Когда государственные руководители находятся под серьезным давлением, в обстановке сильного стресса, они с большей вероятностью ошибочно оценят своих противников[278]. Оказавшись в тупике и пытаясь разрешить конфликт, они склонны ждать от врага самого худшего. Изначально относясь к намерениям Англии с подозрением, кайзер Вильгельм неправильно интерпретировал попытку лорда Грея выступить посредником между центральными державами и Россией как хитрый ход с целью заманить его в ловушку[279]. В отличие от негативной предвзятости при интерпретации взглядов и намерений противника, государственные лидеры часто демонстрируют неоправданно-оптимистическую «пристрастность со знаком плюс» при оценке возможностей своей страны, когда решают, что война неизбежна. Подобная необъективность и тенденциозность в мышлении вылились для Франции в катастрофическую ошибку при оценке вероятности победы, когда принималось решение развязать Франко-прусскую войну. В обеих мировых войнах Германия не ожидала вступления Соединенных Штатов в схватку, что резко снижало ее шансы на победы.

...

Выглядит так, что, когда правительственные и военные лидеры мобилизуют силы для атаки, их восприятие противников искажается из-за излишнего оптимизма и пристрастности. Исследуя международные кризисы, Снайдер и Дизинг обнаружили, что в среднем 60 % сигналов, поступающих от противников, оказываются неправильно интерпретированными или искаженными в процессе их передачи[280].

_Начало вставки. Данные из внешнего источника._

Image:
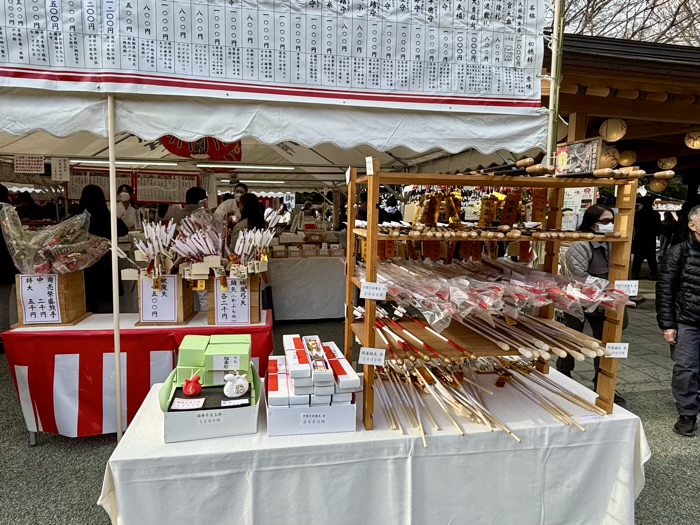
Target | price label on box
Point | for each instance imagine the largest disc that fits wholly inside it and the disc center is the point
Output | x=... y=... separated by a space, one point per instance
x=210 y=418
x=187 y=404
x=312 y=419
x=227 y=362
x=618 y=350
x=373 y=291
x=372 y=356
x=631 y=288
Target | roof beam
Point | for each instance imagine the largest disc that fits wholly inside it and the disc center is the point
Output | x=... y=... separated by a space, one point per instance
x=630 y=109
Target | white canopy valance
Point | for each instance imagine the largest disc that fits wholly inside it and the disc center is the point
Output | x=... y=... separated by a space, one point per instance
x=23 y=111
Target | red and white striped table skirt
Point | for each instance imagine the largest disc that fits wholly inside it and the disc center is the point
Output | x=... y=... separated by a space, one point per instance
x=65 y=377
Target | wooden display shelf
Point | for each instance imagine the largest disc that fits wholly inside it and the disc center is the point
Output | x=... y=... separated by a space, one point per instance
x=523 y=238
x=423 y=179
x=460 y=334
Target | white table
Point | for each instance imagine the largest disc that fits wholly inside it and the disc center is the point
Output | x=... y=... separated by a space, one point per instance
x=557 y=475
x=308 y=288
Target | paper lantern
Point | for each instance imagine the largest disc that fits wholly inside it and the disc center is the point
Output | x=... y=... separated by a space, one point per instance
x=668 y=163
x=627 y=157
x=692 y=140
x=613 y=129
x=658 y=185
x=609 y=158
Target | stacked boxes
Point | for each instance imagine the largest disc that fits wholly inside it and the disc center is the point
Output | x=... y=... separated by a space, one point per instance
x=317 y=374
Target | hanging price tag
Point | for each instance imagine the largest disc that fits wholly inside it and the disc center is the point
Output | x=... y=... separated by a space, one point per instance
x=372 y=356
x=618 y=350
x=312 y=419
x=373 y=291
x=631 y=288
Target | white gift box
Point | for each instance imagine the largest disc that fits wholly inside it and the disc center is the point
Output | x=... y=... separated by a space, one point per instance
x=298 y=365
x=341 y=398
x=277 y=363
x=297 y=420
x=303 y=390
x=292 y=342
x=324 y=390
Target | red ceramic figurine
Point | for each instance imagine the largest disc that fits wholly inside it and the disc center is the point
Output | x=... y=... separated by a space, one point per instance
x=192 y=387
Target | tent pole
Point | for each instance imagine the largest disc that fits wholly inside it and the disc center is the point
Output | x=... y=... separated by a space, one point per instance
x=115 y=260
x=554 y=73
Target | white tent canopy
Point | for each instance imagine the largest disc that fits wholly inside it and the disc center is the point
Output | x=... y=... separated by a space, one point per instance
x=319 y=140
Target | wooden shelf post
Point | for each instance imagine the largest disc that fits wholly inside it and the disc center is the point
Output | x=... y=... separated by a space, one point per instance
x=619 y=270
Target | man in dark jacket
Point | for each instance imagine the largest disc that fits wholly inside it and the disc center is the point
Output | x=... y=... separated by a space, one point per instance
x=678 y=315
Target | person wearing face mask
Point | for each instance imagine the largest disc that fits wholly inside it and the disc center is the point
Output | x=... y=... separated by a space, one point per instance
x=231 y=206
x=584 y=259
x=126 y=211
x=678 y=315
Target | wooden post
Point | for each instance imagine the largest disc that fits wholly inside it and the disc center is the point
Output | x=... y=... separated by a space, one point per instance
x=619 y=269
x=337 y=203
x=350 y=266
x=371 y=276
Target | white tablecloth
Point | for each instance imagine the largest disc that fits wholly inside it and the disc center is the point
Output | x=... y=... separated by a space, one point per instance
x=127 y=322
x=308 y=288
x=557 y=475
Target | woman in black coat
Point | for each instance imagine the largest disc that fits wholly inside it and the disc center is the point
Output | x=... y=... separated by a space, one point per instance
x=98 y=278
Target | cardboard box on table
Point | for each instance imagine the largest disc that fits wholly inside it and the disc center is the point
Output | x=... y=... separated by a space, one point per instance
x=254 y=299
x=69 y=294
x=185 y=425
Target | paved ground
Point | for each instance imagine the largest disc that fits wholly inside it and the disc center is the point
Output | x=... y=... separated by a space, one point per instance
x=58 y=482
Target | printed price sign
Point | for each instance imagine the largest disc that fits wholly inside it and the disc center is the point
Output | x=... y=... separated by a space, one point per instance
x=29 y=164
x=372 y=356
x=210 y=418
x=588 y=418
x=227 y=362
x=631 y=288
x=312 y=419
x=373 y=291
x=369 y=164
x=39 y=297
x=187 y=404
x=233 y=306
x=60 y=169
x=618 y=350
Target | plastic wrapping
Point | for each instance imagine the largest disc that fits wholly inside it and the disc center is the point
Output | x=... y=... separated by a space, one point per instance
x=63 y=248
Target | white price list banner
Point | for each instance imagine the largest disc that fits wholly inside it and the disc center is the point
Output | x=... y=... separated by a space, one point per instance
x=375 y=291
x=618 y=350
x=313 y=419
x=631 y=288
x=372 y=356
x=429 y=55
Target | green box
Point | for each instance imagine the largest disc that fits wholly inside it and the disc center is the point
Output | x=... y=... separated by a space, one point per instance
x=227 y=357
x=192 y=350
x=230 y=339
x=186 y=372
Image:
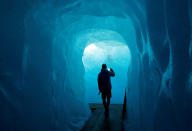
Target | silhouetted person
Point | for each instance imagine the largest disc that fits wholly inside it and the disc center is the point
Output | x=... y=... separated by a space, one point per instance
x=104 y=83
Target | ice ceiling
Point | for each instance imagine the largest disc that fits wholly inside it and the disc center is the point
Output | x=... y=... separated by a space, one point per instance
x=42 y=83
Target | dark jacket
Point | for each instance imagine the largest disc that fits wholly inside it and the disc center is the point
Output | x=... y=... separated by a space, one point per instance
x=104 y=80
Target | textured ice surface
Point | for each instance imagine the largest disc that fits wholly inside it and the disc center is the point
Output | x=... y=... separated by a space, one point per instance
x=42 y=83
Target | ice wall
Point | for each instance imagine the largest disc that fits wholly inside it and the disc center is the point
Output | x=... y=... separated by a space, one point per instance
x=42 y=41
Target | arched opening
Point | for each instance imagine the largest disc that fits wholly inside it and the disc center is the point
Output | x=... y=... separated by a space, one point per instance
x=117 y=56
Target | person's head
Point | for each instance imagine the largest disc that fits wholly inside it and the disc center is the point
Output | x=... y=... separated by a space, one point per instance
x=104 y=66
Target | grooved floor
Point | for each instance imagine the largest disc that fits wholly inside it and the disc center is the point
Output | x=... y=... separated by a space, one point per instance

Личные реакции лидеров стран на свои дипломатические успехи и неудачи могут играть важную роль при принятии ими решений о начале войны. Дипломатический триумф или провал поднимает либо опускает самооценку. Часто их личная радость или горе формируют настроения всей нации и распространяются по стране. Стремление членов политической элиты к власти и подъему собственного престижа часто искажает их понимание того, в чем состоят высшие интересы группы или государства. Субъективные моменты в их анализе издержек, выгод и рисков, связанных с войной, могут перевешивать заботу о жизнях тех, кто за ними следует.


Когда государственный руководитель видит шаблонный образ врага, он абстрагируется от данных о намерениях последнего – или игнорирует их, что влияет на выбор между миром и войной. Такой шаблон способствует искажению информации о противнике и радикально сокращает количество вариантов, возможных для принятия решений. Образы Врага и убеждения, связанные с ним и имеющиеся у национальных лидеров, являются результатом учета исторических особенностей, баланса сил, текущих экономических и политических конфликтов, а также личностных отношений между лидерами. Все эти факторы сходятся воедино, образуя своего рода окончательный общий путь к принятию военно-политического решения. Результатом всего этого – убеждений и интерпретаций, реалистичных или искаженных, рациональных или иррациональных – может стать война.